A memória das guerras prescreve?

 


«“A guerra é uma caçada em que os homens são simultaneamente os caçadores e a caça”
Curzio Malaparte (in Kaputt, 1944)

A sirene é estridente e o veículo de emergência médica avança em grande velocidade para salvar uma vida humana. O 112 transporta a esperança da sobrevivência. Médicos e enfermeiros tudo farão para a salvar. Face a uma pandemia, tentamos evitar as mortes e outros efeitos sociais. Reconhecemos o esforço sem descanso da ciência e das instituições, incluindo as forças armadas, que se empenharam nesse objectivo. A vontade atendeu a um imperativo: evitar a dor de um ou de milhares. Em 2022, após milénios de vivência, não faltam exemplos da vontade de adiar a morte apesar de esta ser a inevitabilidade mais certa que cada humano carrega desde que nasce.

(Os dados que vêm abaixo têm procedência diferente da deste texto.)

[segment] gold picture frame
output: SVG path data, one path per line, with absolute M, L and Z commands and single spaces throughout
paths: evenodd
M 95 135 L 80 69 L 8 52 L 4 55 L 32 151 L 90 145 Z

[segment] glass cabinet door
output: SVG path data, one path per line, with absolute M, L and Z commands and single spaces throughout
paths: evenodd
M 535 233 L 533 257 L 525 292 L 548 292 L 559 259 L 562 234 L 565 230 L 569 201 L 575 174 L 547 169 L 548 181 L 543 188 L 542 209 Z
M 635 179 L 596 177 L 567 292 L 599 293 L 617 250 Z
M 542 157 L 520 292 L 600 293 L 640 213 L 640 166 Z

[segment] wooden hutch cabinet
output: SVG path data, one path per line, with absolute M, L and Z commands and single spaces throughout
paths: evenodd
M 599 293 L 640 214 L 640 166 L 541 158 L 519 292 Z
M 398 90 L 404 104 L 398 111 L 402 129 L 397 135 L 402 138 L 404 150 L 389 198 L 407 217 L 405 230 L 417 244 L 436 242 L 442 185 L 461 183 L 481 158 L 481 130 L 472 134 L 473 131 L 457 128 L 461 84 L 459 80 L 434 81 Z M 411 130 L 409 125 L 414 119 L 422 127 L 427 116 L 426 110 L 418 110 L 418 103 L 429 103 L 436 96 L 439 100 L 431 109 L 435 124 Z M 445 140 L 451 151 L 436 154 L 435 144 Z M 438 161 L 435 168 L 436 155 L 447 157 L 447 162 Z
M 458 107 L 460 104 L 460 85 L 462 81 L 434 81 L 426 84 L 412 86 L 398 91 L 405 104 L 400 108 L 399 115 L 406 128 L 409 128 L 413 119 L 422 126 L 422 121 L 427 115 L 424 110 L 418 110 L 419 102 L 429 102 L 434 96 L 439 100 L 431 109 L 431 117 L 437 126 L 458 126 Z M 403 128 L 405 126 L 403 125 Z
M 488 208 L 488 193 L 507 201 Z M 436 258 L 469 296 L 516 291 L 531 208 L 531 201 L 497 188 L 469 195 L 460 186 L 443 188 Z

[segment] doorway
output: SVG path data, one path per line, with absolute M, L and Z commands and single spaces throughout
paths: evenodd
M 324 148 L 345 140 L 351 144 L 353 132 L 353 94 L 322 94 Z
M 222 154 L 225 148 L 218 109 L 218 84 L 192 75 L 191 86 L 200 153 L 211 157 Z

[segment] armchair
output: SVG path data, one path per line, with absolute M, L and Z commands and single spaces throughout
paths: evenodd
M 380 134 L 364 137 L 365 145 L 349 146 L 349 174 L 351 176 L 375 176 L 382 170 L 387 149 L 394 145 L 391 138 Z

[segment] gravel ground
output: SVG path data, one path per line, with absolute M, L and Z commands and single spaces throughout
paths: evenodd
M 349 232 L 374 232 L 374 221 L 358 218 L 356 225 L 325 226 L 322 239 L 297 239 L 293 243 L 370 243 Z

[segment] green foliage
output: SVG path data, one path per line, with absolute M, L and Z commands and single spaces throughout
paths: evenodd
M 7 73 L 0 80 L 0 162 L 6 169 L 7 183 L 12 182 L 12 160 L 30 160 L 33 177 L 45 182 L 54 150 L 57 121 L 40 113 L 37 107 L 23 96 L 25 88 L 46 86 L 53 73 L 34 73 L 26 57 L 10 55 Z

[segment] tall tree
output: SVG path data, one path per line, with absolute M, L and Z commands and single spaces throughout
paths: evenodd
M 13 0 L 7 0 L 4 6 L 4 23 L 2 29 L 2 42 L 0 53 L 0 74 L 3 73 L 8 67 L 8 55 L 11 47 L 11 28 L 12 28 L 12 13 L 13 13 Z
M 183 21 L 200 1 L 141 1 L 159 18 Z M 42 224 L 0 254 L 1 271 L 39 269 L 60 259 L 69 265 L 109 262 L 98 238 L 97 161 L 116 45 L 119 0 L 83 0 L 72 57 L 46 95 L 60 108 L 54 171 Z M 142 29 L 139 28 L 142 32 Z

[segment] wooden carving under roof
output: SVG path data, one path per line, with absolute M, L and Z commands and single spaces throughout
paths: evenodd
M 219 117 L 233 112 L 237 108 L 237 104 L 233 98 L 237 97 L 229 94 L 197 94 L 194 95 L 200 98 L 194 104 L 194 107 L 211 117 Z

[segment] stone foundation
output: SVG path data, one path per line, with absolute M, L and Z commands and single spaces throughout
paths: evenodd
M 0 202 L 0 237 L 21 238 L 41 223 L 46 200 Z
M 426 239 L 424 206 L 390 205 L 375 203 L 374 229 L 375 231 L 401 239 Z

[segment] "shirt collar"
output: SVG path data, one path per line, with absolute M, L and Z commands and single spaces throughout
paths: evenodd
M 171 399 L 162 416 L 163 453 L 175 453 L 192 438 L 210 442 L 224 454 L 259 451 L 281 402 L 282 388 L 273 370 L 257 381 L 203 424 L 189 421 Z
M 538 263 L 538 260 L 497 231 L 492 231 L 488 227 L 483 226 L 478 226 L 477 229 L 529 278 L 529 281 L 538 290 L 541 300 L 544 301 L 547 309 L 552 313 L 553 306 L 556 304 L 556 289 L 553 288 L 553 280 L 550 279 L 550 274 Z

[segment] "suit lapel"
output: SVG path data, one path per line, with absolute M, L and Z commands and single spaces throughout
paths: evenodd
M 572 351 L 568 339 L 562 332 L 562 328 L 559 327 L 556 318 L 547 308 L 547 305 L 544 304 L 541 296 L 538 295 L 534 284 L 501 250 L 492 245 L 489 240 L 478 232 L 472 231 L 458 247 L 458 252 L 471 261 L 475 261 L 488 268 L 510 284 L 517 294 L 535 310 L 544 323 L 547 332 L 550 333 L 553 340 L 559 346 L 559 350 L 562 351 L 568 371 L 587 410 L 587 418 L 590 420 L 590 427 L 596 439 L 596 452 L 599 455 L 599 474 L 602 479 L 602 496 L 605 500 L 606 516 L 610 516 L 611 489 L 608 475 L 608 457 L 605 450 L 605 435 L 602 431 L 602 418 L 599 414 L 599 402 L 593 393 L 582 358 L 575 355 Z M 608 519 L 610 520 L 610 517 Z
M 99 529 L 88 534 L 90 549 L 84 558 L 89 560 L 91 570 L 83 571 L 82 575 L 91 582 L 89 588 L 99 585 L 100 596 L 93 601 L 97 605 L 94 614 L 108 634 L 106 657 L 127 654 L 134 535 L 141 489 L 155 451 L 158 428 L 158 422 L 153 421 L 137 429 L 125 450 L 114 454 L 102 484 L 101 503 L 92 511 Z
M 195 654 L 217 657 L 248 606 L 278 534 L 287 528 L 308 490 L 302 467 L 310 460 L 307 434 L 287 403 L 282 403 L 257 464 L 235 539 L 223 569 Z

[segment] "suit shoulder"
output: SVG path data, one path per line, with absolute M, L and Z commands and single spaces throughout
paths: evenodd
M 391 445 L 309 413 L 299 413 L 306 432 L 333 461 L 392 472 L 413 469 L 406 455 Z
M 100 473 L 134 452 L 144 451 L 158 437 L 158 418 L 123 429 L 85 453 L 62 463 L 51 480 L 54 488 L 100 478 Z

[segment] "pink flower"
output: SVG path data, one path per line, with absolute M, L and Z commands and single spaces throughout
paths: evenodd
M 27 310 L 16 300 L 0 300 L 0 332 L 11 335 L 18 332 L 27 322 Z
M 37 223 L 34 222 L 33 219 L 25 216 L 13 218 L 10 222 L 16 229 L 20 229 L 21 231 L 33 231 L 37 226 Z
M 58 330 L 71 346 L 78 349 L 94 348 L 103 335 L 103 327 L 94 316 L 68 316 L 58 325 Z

Mas mantém-se, em 2022, uma inexplicável e paradoxal situação não civilizada: as violências armadas, as guerras entre humanos, organizadas por grupos, países ou Estados. Onde se mata e morre. Existem há milénios, mas não é conhecido quando tiveram início, talvez esteja associada à caça como Malaparte pensou. Mas eis o que a experiência nos diz: a História parece apreciar as guerras, é muito masculina e, com o desenvolvimento da técnica, são cada vez mais mortíferas e ameaçadoras. O ateniense Tucídides, considerado o primeiro historiador da guerra, descreve a submissão ao mais forte e diz-nos que a guerra resulta de honra, medo ou interesses. Talvez ainda o seja, mas a guerra foi sendo justificada ao longo do tempo e o conceito de “guerra justa” continua a ser pertinente. As guerras não são actos isolados, têm uma dinâmica, inserem-se em processos históricos e marcam os futuros. Uma boa notícia pouco conhecida: no Índice Global da Paz, Portugal mantém-se em 4.º lugar entre 163 países. Que se mantenha.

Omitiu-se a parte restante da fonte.